There’s no denying the fact that having Pakistan as a friend rather than an enemy makes it easier for America to protect its national security interests. However, the relationship must be a two-way street, with both sides compromising. After all, the goal is to end global terrorism, and that means taking the fight to the terrorists where they live — Pakistan and Afghanistan.
The United States and its NATO allies have paid a heavy human and financial price to establish a stable, democratic government in Afghanistan and to keep the Islamic extremists Taliban from again taking over the country.
In the Sept. 11, 2001, terrorist attacks on America’s homeland, most of the murderers were from Saudi Arabia but were trained in Afghanistan by al-Qaida, which had been given safe haven by the then Taliban rulers.
Shortly after 9/11, a military invasion was launched by a U.S.-led coalition that resulted in the Taliban being ousted and al-Qaida, then led by Obama bin Laden, being chased out of the country. The Taliban and al-Qaida ended up in the mountainous region between Afghanistan and Pakistan.
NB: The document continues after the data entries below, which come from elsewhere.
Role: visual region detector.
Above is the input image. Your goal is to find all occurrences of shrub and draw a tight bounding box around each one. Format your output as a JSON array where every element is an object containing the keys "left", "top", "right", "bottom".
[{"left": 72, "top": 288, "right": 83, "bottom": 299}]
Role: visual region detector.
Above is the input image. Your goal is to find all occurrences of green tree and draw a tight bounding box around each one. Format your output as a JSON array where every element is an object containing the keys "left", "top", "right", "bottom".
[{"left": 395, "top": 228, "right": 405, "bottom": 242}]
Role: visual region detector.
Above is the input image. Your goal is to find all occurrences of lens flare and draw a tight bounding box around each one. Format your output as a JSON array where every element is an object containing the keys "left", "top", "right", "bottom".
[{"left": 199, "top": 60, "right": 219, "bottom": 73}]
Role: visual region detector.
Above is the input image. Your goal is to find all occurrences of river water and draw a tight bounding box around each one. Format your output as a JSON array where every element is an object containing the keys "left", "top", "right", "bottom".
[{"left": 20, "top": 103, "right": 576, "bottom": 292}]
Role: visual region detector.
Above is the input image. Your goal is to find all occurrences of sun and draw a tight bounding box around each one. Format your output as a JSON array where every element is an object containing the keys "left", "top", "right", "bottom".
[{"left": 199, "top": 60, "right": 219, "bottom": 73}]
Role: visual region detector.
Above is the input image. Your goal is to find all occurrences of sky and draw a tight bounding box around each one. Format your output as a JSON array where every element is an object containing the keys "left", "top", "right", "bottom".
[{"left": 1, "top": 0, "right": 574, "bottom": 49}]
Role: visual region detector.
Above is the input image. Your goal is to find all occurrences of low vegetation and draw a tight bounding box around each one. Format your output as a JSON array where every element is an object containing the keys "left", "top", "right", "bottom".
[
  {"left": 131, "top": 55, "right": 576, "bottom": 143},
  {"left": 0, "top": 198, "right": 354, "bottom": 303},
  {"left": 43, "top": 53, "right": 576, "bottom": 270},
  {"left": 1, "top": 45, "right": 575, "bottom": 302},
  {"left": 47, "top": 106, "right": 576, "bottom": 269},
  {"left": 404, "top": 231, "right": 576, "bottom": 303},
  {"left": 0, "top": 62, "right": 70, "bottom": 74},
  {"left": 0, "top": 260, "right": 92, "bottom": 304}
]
And that’s where the United States has been concentrating its drone attacks, which have become one of the causes of the strained relationship with Pakistan. The Pakistanis are also still smarting from the murder last year of bin Laden — he had been living deep inside Pakistan for more than six years — by U.S. Navy SEALS. The Obama administration did not alert the government in Islamabad to the operation.
But the accidental bombing of two military posts in Pakistan that killed 24 soldiers and injured 15 has become a major point of contention for Prime Minister Yousuf Raza Gilani and the government. Parliament is currently reviewing the relationship with Washington and is expected to make recommendations for future ties.
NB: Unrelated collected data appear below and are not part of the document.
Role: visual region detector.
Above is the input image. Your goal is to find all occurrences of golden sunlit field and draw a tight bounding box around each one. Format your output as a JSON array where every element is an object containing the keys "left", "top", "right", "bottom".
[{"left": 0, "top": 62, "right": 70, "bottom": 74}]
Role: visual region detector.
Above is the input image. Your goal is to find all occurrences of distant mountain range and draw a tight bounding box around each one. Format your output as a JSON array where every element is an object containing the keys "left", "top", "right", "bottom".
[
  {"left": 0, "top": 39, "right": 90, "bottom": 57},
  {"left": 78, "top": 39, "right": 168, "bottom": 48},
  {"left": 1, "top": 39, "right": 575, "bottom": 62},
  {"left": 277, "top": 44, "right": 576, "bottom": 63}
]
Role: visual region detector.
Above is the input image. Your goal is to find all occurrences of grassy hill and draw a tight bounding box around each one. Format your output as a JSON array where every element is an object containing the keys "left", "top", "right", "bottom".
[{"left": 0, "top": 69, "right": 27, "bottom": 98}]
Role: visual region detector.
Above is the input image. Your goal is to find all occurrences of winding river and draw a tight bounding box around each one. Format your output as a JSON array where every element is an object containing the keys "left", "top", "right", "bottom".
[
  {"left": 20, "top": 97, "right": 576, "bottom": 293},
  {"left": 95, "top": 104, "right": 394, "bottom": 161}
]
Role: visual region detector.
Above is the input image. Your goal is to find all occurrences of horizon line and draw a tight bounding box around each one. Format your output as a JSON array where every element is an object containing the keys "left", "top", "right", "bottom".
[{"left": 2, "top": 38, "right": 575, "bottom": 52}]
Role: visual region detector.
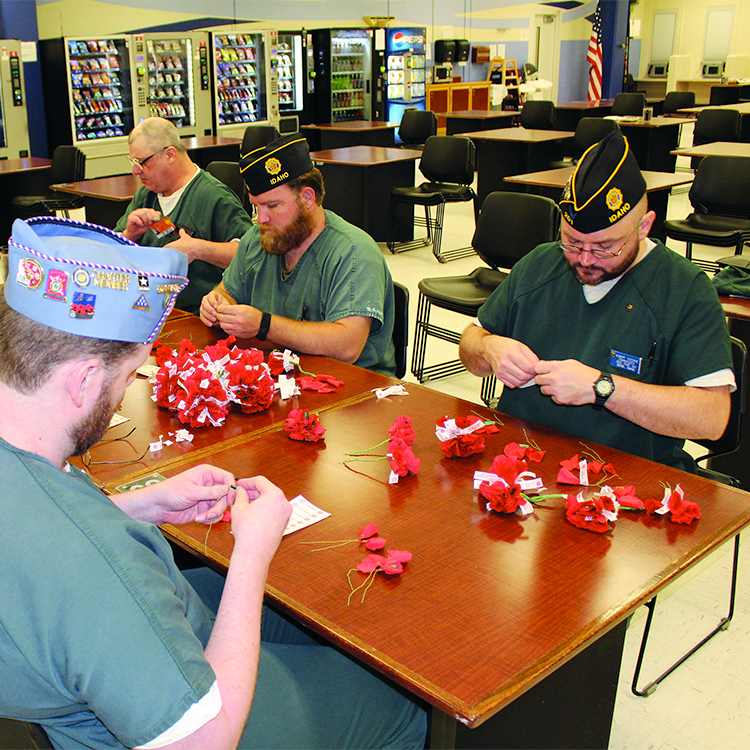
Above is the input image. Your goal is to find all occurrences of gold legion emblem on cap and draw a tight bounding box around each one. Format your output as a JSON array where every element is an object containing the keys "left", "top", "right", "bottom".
[
  {"left": 265, "top": 157, "right": 282, "bottom": 175},
  {"left": 606, "top": 187, "right": 623, "bottom": 211}
]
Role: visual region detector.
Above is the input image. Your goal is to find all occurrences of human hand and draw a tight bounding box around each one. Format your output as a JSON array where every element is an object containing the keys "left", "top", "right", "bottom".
[
  {"left": 149, "top": 464, "right": 238, "bottom": 526},
  {"left": 231, "top": 476, "right": 291, "bottom": 558},
  {"left": 483, "top": 336, "right": 540, "bottom": 388},
  {"left": 199, "top": 290, "right": 226, "bottom": 327},
  {"left": 215, "top": 303, "right": 262, "bottom": 338},
  {"left": 534, "top": 359, "right": 600, "bottom": 405},
  {"left": 165, "top": 228, "right": 200, "bottom": 262},
  {"left": 123, "top": 208, "right": 162, "bottom": 241}
]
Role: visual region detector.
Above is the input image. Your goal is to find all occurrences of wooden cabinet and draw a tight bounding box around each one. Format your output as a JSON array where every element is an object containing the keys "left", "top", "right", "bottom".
[{"left": 426, "top": 81, "right": 491, "bottom": 113}]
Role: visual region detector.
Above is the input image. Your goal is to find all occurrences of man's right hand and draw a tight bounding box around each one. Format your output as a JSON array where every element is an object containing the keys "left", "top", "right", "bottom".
[
  {"left": 122, "top": 208, "right": 162, "bottom": 242},
  {"left": 481, "top": 335, "right": 540, "bottom": 388},
  {"left": 231, "top": 476, "right": 291, "bottom": 562},
  {"left": 199, "top": 290, "right": 226, "bottom": 327}
]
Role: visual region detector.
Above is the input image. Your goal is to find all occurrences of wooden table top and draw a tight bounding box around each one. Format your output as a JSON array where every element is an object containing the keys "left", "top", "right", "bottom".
[
  {"left": 612, "top": 115, "right": 695, "bottom": 128},
  {"left": 556, "top": 99, "right": 615, "bottom": 109},
  {"left": 504, "top": 166, "right": 693, "bottom": 192},
  {"left": 310, "top": 145, "right": 423, "bottom": 165},
  {"left": 720, "top": 295, "right": 750, "bottom": 321},
  {"left": 302, "top": 121, "right": 399, "bottom": 132},
  {"left": 671, "top": 141, "right": 750, "bottom": 158},
  {"left": 445, "top": 109, "right": 519, "bottom": 119},
  {"left": 0, "top": 157, "right": 52, "bottom": 174},
  {"left": 50, "top": 173, "right": 141, "bottom": 201},
  {"left": 182, "top": 136, "right": 242, "bottom": 149},
  {"left": 159, "top": 381, "right": 750, "bottom": 727},
  {"left": 679, "top": 102, "right": 750, "bottom": 115},
  {"left": 75, "top": 316, "right": 397, "bottom": 490},
  {"left": 460, "top": 128, "right": 575, "bottom": 143}
]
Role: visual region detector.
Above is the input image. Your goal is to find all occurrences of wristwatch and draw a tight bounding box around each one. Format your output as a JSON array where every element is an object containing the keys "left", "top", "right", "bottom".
[
  {"left": 592, "top": 372, "right": 615, "bottom": 410},
  {"left": 257, "top": 311, "right": 272, "bottom": 341}
]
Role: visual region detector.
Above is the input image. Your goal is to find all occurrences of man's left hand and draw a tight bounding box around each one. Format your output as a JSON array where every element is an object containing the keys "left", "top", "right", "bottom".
[
  {"left": 534, "top": 359, "right": 600, "bottom": 405},
  {"left": 165, "top": 228, "right": 200, "bottom": 262},
  {"left": 215, "top": 303, "right": 263, "bottom": 338}
]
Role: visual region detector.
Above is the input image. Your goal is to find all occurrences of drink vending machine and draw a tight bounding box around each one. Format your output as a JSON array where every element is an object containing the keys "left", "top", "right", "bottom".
[
  {"left": 209, "top": 29, "right": 279, "bottom": 139},
  {"left": 0, "top": 40, "right": 31, "bottom": 159},
  {"left": 277, "top": 30, "right": 308, "bottom": 127},
  {"left": 383, "top": 28, "right": 427, "bottom": 128},
  {"left": 41, "top": 33, "right": 212, "bottom": 178},
  {"left": 309, "top": 28, "right": 373, "bottom": 123}
]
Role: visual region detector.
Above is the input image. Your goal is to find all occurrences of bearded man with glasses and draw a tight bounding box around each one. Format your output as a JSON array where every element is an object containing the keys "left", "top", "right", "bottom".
[
  {"left": 115, "top": 117, "right": 253, "bottom": 315},
  {"left": 459, "top": 130, "right": 734, "bottom": 472}
]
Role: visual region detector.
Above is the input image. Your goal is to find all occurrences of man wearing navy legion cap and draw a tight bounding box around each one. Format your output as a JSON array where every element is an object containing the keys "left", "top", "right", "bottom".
[
  {"left": 199, "top": 133, "right": 397, "bottom": 375},
  {"left": 459, "top": 130, "right": 734, "bottom": 472},
  {"left": 0, "top": 217, "right": 425, "bottom": 748}
]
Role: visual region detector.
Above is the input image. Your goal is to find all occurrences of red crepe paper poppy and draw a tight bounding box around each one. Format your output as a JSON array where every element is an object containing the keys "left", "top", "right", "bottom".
[
  {"left": 387, "top": 437, "right": 421, "bottom": 477},
  {"left": 565, "top": 492, "right": 611, "bottom": 533},
  {"left": 299, "top": 374, "right": 345, "bottom": 393},
  {"left": 490, "top": 454, "right": 528, "bottom": 485},
  {"left": 480, "top": 481, "right": 527, "bottom": 514},
  {"left": 646, "top": 485, "right": 701, "bottom": 524},
  {"left": 440, "top": 432, "right": 486, "bottom": 458},
  {"left": 388, "top": 415, "right": 416, "bottom": 446},
  {"left": 284, "top": 409, "right": 326, "bottom": 442},
  {"left": 613, "top": 485, "right": 644, "bottom": 510},
  {"left": 504, "top": 441, "right": 546, "bottom": 463},
  {"left": 557, "top": 452, "right": 617, "bottom": 486},
  {"left": 435, "top": 415, "right": 500, "bottom": 459},
  {"left": 365, "top": 536, "right": 387, "bottom": 551},
  {"left": 221, "top": 509, "right": 232, "bottom": 523},
  {"left": 358, "top": 522, "right": 379, "bottom": 541},
  {"left": 267, "top": 351, "right": 286, "bottom": 376}
]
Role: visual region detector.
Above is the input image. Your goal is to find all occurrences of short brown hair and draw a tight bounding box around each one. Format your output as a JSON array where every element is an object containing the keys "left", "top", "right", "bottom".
[
  {"left": 0, "top": 296, "right": 141, "bottom": 394},
  {"left": 286, "top": 167, "right": 326, "bottom": 205}
]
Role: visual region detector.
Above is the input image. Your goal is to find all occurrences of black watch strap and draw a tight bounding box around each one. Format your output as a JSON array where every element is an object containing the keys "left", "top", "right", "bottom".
[{"left": 257, "top": 311, "right": 272, "bottom": 341}]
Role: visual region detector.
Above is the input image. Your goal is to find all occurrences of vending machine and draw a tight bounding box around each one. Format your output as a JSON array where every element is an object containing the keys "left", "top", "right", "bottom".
[
  {"left": 277, "top": 30, "right": 308, "bottom": 127},
  {"left": 40, "top": 36, "right": 136, "bottom": 177},
  {"left": 130, "top": 32, "right": 213, "bottom": 137},
  {"left": 383, "top": 28, "right": 427, "bottom": 126},
  {"left": 209, "top": 29, "right": 279, "bottom": 139},
  {"left": 0, "top": 40, "right": 30, "bottom": 158},
  {"left": 309, "top": 28, "right": 373, "bottom": 123}
]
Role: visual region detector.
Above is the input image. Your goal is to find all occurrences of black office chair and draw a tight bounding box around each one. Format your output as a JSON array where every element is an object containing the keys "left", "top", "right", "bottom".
[
  {"left": 205, "top": 161, "right": 246, "bottom": 206},
  {"left": 398, "top": 109, "right": 437, "bottom": 150},
  {"left": 241, "top": 124, "right": 280, "bottom": 155},
  {"left": 11, "top": 145, "right": 86, "bottom": 219},
  {"left": 611, "top": 92, "right": 646, "bottom": 116},
  {"left": 392, "top": 281, "right": 409, "bottom": 380},
  {"left": 662, "top": 91, "right": 696, "bottom": 114},
  {"left": 710, "top": 86, "right": 741, "bottom": 106},
  {"left": 663, "top": 155, "right": 750, "bottom": 273},
  {"left": 388, "top": 135, "right": 478, "bottom": 263},
  {"left": 549, "top": 117, "right": 620, "bottom": 168},
  {"left": 690, "top": 108, "right": 742, "bottom": 169},
  {"left": 0, "top": 718, "right": 53, "bottom": 749},
  {"left": 411, "top": 192, "right": 560, "bottom": 384},
  {"left": 632, "top": 335, "right": 746, "bottom": 697},
  {"left": 519, "top": 100, "right": 556, "bottom": 130}
]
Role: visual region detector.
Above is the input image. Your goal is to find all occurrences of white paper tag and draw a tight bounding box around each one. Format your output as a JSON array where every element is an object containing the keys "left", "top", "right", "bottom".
[{"left": 283, "top": 495, "right": 332, "bottom": 536}]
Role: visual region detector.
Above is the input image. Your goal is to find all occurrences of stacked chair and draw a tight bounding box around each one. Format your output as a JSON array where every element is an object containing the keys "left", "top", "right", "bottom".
[
  {"left": 611, "top": 92, "right": 647, "bottom": 116},
  {"left": 411, "top": 192, "right": 560, "bottom": 395},
  {"left": 397, "top": 109, "right": 437, "bottom": 150},
  {"left": 690, "top": 108, "right": 742, "bottom": 169},
  {"left": 519, "top": 100, "right": 556, "bottom": 130}
]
Of concern to the U.S. is the willingness of the people of Pakistan, who should be benefiting from billions of dollars in foreign aid, to buy into the idea that the NATO attack was orchestrated by the Americans. It shows that while President Obama, and before him President George W. Bush, publicly hailed the close ties between the two countries, the reality on the ground is another story.
Meeting in Seoul
Obama, who was in Seoul, South Korea, this week for the nuclear security summit, met with Gilani and emphasized that it was important for the two countries to get their partnership right.
“There have been times — I think we should be frank — in the last several months where those relationships have experienced strains,” the president said.
He expressed the hope that the review of the relationship will result in a “balanced approach that respects Pakistan’s sovereignty but also respects our concerns with respect to our national security and our needs to battle terrorists who have targeted us in the past.”
The reality is that the Gilani government needs the U.S. as much as the U.S. needs Pakistan. Without American financial aid and military support, the government in Islamabad will be toppled by Islamic extremists who will not only impose sharia law, but will have control of nuclear weapons. The entire region will be destabilized.
There’s too much at stake for two allies in the battle against global terrorism to be at odds.